5.6Le requérant réaffirme que l’asile devrait être accordé aux victimes de tortures antérieures, indépendamment du risque qu’elles courent d’être soumises à la torture en cas de renvoi dans leur pays d’origine. À cet égard, un examen médical est la seule manière de prouver qu’il y a eu des tortures dans le passé. Le requérant reconnaît qu’il n’est pas apparu crédible pendant l’ensemble de la procédure et que la Commission de recours a rejeté entièrement son allégation de torture. Il affirme toutefois que, même si la Commission «n’a pas directement rejeté» sa déclaration concernant son emprisonnement et les tortures subies, elle n’a pas expliqué les doutes qu’elle avait à ce sujet mais, au contraire, «a déduit immédiatement qu’il n’y avait pas de risque de torture en cas de renvoi».
5.7Le requérant ajoute que les critères utilisés par la Commission de recours pour décider ou non de procéder à un examen médical sont difficiles à comprendre. Il suppose qu’il n’a pas rempli les conditions requises. En même temps, il affirme que l’absence de risque d’être soumis à la torture s’il est expulsé du Danemark ne saurait être évaluée seulement sur la base de ses déclarations concernant le voyage en Grèce et le retour en Turquie, car les déclarations en question ne permettent pas d’établir qu’il n’a pas été torturé alors qu’il était entre les mains des autorités turques. Selon l’Observation générale no 1, la crédibilité du requérant n’est qu’un élément parmi beaucoup d’autres permettant d’évaluer le risque de torture en cas de renvoi. Dans les circonstances qui sont les siennes, un examen médical était nécessaire, en particulier compte tenu de l’obligation incombant à l’État partie, en vertu du paragraphe 2 de l’article 3 de la Convention, de tenir compte de toutes les considérations pertinentes pour déterminer s’il existe des motifs sérieux de croire que le requérant risquerait d’être soumis à la torture dans son pays d’origine.

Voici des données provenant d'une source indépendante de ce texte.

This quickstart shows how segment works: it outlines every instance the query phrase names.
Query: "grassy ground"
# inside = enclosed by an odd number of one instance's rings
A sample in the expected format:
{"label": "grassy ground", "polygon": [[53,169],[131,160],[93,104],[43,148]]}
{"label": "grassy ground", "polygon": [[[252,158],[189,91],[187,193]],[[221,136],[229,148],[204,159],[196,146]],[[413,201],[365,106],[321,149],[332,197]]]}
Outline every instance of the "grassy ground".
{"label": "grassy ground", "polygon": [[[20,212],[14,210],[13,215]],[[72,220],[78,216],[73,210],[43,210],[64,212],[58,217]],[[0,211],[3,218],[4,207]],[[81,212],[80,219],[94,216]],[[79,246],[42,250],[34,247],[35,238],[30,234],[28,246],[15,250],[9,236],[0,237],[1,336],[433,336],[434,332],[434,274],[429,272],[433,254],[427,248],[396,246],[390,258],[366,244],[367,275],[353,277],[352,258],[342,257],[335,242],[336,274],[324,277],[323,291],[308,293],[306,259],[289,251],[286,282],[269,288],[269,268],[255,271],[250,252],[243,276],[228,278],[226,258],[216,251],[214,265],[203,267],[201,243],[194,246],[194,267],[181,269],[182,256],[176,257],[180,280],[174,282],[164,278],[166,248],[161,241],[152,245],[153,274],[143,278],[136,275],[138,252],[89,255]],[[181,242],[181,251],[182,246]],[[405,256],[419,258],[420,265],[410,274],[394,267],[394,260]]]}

5.8Le requérant est en désaccord avec l’argument de l’État partie selon lequel sa communication est irrecevable car manifestement infondée. Il déclare que la Turquie est un pays où il y a des violations des droits de l’homme graves, flagrantes et massives, ce qui est confirmé par les récentes observations finales du Comité sur la Turquie. L’État partie n’a pas directement nié que le requérant avait été emprisonné et soumis à des actes de violence aux mains des autorités turques. Un examen médical aurait dû être effectué afin de dissiper les incohérences à ce sujet. Par conséquent, le Comité devrait déclarer la communication recevable et l’examiner quant au fond.

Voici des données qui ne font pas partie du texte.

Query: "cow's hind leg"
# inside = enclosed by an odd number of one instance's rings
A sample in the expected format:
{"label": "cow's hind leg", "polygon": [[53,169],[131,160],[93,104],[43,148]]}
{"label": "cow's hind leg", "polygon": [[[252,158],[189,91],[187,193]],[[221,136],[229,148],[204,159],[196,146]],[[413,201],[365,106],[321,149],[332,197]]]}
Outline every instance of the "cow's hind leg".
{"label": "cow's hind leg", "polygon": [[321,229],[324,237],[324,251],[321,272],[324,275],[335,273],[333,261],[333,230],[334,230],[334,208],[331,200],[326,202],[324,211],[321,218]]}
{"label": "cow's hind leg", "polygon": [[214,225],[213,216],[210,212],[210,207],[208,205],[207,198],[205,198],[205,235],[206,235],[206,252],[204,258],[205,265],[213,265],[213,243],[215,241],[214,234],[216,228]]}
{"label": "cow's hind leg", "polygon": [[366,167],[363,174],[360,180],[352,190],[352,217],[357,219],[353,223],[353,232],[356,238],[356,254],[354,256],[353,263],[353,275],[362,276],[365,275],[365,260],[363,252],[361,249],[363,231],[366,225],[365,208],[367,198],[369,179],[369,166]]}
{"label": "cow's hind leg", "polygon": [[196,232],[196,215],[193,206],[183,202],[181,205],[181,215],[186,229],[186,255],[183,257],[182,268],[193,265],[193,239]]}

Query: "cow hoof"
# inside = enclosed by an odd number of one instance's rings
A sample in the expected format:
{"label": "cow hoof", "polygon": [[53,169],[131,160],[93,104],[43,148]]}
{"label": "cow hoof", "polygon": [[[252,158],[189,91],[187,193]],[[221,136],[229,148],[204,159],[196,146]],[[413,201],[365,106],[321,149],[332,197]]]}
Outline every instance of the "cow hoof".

5.9Le requérant fait valoir que les incohérences de ses déclarations aux autorités danoises en matière d’asile étaient mineures et, par conséquent, n’entraient pas en ligne de compte pour l’examen de sa demande d’asile. Il n’a tout d’abord pas donné d’information sur sa résidence en Roumanie car il ne voulait pas être renvoyé dans ce pays où il ne se trouvait pas en sécurité parce que les autorités turques l’y avaient localisé. Il ne partage pas l’avis de l’État partie selon lequel son renvoi en Turquie, alors qu’il a obtenu le statut de réfugié en Roumanie, ne constituerait pas un motif suffisant pour conclure à une violation de l’article 3 de la Convention. Il rejette également l’argument de l’État partie selon lequel les tortures qu’il aurait subies en prison entre 1983 et 1991 ne sont pas un motif suffisant pour obtenir l’asile. Au sujet du refus des autorités danoises de procéder à un examen médical pour détecter des marques de torture, le requérant affirme que l’État partie n’a pas analysé sa communication au regard du paragraphe 8, alinéas b à e, de l’Observation générale no 1. Le fait d’avoir été reconnu comme réfugié en Roumanie, en raison d’une crainte fondée d’être persécuté en Turquie, devrait se traduire par l’octroi du statut de réfugié au Danemark.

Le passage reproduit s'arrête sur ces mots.